“Stop the clock” is a frequently heard refrain on many a game show, but it is a deadly serious one in historic abuse cases.
Whether we like it or not, as the law stands, limitation is invariably a potential problem in historic abuse cases.
Very simply the Limitation Act 1980 says that a victim of child abuse has three years from their 18th birthday to bring a claim before the courts, and if they fail to do so they are too late. A court does have discretion to disapply the time bar, but to do so is described as an “indulgence” and so that means there has to be a pretty good reason to do so. If there is an explanation for the delay, and provided there can be a fair trial then the Court may disapply the time bar and allow the victim’s case to proceed.
Now this is a very simplified explanation of the law, and victims thinking about bringing a claim must get legal advice. The purpose of this article is draw attention to what is often a live and difficult issue, and to consider carefully how best to deal with it.
Every day that passes the time bar issue gets worse, and so that has to be dealt with. By issuing court proceedings the clock stops. That is the time bomb stops ticking. It does not explode, but is defused there and then.

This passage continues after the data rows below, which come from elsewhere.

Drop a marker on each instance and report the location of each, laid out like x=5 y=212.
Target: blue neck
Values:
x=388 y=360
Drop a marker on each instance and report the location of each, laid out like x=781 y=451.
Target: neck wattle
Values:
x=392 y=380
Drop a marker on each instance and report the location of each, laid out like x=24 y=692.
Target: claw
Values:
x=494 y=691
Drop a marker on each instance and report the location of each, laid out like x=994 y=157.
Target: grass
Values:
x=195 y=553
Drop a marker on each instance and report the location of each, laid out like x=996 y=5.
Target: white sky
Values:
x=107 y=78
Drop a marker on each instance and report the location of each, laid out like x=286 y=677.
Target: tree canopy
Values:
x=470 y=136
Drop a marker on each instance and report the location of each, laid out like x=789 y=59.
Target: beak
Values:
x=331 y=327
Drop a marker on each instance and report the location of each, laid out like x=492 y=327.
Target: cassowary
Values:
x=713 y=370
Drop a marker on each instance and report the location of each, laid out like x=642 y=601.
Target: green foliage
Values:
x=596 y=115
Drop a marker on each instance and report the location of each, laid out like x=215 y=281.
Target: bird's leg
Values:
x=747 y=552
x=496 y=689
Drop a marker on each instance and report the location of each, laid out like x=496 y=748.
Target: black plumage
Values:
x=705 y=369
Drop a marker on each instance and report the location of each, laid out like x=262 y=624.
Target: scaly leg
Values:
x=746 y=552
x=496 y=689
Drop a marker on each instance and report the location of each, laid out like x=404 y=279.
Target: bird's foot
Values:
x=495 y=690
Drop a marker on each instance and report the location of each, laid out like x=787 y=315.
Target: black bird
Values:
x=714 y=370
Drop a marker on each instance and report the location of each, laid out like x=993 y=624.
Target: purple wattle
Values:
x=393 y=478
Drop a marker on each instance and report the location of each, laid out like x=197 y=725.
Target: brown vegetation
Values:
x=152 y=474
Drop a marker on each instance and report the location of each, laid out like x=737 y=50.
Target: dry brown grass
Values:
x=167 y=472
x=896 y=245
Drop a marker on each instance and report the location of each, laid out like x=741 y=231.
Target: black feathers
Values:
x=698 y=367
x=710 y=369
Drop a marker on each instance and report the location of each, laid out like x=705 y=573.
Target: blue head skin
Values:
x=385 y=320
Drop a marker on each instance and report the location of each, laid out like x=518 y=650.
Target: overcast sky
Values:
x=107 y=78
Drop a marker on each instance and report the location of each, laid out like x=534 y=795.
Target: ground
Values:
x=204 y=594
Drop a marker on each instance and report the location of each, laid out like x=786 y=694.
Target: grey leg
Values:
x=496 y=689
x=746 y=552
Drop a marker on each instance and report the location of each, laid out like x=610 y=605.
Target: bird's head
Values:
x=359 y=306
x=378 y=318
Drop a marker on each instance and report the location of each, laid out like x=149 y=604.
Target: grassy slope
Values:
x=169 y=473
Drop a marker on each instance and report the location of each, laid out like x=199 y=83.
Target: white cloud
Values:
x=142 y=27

Issuing court proceedings though is expensive, and more often than not the case is no where nerar ready for such a step. And so the best course is to persuade the potential defendant to agree to the clock stopping: “Stop the clock”! This can be done by agreeing a “limitation holiday”. Both the victim and defendant agree to the clock stopping, possibly for a fixed period, or indefinitely. The agreement is usually on the basis that either party can argue, nevertheless, still argue whether the case is time barred or not.